The identification and optimization of the lead compounds in a rapid and cost-effective way are the most critical steps in drug discovery. The computer-aided drug discovery approach offers an alternative to the real world of synthesis and screening (1,2). The computational techniques have advanced rapidly over the past few decades and have played a major role in the development of a number of drugs now in the market or going through clinical trials (3,4). QSAR/QSPR is the mathematical relationship linking chemical structure and pharmacological activity/property in a quantitative manner for the series of compounds (5). It also reduces the number of compounds to be synthesized and promptly detects the most favorable compounds. Fundamentally, QSAR aims to identify relationships between some aspects of molecular structure and properties as toxicology, pharmacodynamics, and pharmacokinetics (6).

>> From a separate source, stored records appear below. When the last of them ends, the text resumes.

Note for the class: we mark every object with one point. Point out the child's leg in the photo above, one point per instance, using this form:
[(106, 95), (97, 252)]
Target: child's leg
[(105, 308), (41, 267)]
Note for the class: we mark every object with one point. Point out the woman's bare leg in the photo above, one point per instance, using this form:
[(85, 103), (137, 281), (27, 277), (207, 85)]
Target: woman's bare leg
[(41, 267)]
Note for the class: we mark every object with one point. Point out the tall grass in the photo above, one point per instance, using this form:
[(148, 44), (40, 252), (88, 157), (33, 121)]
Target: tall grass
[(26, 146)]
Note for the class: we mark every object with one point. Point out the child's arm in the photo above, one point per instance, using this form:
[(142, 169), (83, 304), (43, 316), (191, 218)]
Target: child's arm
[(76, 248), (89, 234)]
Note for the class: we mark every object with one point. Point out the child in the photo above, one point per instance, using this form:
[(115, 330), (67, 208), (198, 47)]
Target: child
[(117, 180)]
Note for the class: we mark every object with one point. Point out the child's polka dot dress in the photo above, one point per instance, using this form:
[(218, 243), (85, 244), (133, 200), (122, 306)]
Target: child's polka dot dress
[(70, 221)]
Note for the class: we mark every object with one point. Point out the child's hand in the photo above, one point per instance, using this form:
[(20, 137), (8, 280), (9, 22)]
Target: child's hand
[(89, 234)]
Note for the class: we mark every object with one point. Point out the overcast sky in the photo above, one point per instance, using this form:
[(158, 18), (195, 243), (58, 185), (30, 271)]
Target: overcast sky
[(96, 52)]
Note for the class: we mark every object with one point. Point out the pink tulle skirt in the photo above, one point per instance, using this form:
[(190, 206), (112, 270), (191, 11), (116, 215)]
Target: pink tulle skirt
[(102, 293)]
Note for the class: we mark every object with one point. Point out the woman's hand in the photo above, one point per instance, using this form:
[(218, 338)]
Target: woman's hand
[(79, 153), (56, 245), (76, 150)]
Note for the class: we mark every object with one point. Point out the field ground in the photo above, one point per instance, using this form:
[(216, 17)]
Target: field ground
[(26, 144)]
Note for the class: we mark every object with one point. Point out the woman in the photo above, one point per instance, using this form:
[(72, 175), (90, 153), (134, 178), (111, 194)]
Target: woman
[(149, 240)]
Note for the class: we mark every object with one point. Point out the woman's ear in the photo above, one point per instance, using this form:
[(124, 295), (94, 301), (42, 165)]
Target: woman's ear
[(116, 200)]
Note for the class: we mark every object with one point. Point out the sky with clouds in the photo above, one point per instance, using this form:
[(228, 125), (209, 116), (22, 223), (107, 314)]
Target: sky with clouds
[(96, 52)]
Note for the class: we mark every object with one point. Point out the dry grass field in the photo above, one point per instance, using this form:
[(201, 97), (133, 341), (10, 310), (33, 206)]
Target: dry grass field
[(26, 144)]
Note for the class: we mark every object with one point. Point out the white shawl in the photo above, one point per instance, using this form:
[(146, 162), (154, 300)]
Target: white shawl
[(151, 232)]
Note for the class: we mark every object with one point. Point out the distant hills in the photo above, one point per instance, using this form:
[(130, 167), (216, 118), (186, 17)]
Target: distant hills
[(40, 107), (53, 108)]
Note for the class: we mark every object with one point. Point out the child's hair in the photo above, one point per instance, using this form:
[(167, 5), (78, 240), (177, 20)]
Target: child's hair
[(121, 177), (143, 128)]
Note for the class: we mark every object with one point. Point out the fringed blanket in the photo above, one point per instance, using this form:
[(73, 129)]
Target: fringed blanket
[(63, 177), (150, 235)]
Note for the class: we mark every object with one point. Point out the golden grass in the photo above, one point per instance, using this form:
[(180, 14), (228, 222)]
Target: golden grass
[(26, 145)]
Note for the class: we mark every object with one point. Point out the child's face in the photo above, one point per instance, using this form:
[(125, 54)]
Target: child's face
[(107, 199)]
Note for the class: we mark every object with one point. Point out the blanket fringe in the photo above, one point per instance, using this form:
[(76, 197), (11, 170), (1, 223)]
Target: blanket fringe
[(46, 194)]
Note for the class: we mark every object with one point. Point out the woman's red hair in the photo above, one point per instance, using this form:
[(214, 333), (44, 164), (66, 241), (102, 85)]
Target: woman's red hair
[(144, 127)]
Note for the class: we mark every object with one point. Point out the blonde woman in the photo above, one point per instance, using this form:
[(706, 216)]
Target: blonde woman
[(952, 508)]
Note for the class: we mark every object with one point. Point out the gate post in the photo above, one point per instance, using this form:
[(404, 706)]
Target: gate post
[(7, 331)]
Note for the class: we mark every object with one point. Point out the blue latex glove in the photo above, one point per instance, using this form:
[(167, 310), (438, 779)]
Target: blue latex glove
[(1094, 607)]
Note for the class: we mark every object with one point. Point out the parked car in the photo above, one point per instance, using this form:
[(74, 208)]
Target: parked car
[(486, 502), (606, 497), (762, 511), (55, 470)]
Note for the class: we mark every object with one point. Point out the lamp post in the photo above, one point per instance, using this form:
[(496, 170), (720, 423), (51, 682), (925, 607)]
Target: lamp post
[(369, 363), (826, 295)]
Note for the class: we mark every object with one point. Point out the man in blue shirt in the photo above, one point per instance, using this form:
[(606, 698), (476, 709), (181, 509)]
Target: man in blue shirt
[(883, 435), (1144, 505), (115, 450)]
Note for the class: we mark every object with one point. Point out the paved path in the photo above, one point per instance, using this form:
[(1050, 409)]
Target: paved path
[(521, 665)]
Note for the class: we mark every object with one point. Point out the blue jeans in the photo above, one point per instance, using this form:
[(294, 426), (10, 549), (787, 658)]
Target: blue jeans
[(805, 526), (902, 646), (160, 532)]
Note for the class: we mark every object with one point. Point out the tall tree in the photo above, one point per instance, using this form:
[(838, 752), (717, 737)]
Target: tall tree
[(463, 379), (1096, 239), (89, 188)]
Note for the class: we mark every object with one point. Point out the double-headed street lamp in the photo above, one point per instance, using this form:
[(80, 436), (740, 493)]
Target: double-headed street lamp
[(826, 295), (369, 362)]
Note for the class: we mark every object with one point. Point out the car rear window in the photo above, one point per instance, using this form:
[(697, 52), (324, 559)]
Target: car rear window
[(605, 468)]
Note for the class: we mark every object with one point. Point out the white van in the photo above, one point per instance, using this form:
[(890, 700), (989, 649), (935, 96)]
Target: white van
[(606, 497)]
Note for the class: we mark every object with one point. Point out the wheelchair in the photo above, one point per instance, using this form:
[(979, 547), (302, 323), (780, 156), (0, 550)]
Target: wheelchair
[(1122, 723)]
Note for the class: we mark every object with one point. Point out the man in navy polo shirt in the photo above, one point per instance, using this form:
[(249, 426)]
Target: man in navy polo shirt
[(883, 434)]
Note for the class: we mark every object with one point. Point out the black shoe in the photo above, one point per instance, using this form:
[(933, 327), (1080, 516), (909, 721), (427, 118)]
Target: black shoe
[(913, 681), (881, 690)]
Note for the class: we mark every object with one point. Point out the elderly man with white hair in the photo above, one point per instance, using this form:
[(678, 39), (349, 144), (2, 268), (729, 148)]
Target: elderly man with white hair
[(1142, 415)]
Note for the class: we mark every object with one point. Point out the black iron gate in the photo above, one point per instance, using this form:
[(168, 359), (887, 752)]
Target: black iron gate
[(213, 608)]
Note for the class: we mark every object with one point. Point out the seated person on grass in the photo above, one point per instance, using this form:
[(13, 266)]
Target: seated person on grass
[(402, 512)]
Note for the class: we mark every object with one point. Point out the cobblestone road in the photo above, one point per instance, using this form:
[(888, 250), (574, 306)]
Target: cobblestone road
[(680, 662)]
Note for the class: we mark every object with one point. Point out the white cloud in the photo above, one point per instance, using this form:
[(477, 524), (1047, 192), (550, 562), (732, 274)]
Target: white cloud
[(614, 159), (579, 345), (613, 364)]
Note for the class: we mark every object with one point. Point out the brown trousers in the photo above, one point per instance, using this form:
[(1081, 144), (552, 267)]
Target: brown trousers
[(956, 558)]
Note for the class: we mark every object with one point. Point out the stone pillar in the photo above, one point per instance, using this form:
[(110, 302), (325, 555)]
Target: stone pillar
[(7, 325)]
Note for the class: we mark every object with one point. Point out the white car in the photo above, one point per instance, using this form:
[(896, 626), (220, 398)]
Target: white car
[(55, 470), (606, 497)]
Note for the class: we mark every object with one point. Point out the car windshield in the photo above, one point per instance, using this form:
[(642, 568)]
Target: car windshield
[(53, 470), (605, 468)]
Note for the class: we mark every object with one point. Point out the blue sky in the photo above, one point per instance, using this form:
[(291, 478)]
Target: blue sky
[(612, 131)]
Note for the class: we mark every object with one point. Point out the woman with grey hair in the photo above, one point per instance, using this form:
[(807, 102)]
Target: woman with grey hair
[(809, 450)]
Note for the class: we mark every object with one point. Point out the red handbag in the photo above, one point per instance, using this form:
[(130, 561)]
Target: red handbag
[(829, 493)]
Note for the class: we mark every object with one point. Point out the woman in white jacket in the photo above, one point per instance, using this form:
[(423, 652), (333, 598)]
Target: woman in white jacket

The 2D approach has a number of advantages compared with the higher dimension QSAR methodologies. First of all, owing to the variety of molecular descriptors available, optimized coordinates are not always required. In fact, connectivity information (in the form of an adjacency matrix) alone can be used to develop QSAR models. As a result, the models using topological descriptors can be built rapidly for very large sets of molecules. Second, this approach avoids the alignment step and thus can be used in the absence of experimental information regarding the binding of a molecule to its target.a
The 2D QSAR makes use of TIs which are the numerical values associated with the chemical constitution for correlation of chemical structures with various physical properties, chemical reactivity, or biological activity (7). These are derived from topological representation of molecules and can be considered structure explicit descriptors (8). The TIs are among the most useful descriptors known nowadays, as these can be rapidly computed for large number of molecules and also offer a simple way of measuring molecular branching, shape, size, cyclicity, symmetry, chirality, complexity, and heterogeneity of atomic environments in the molecule (9–14). The past two decades have witnessed that the use of TIs in QSAR models enhanced the scope of drug design by producing the reliable estimates of therapeutic and toxic potential of chemicals (15).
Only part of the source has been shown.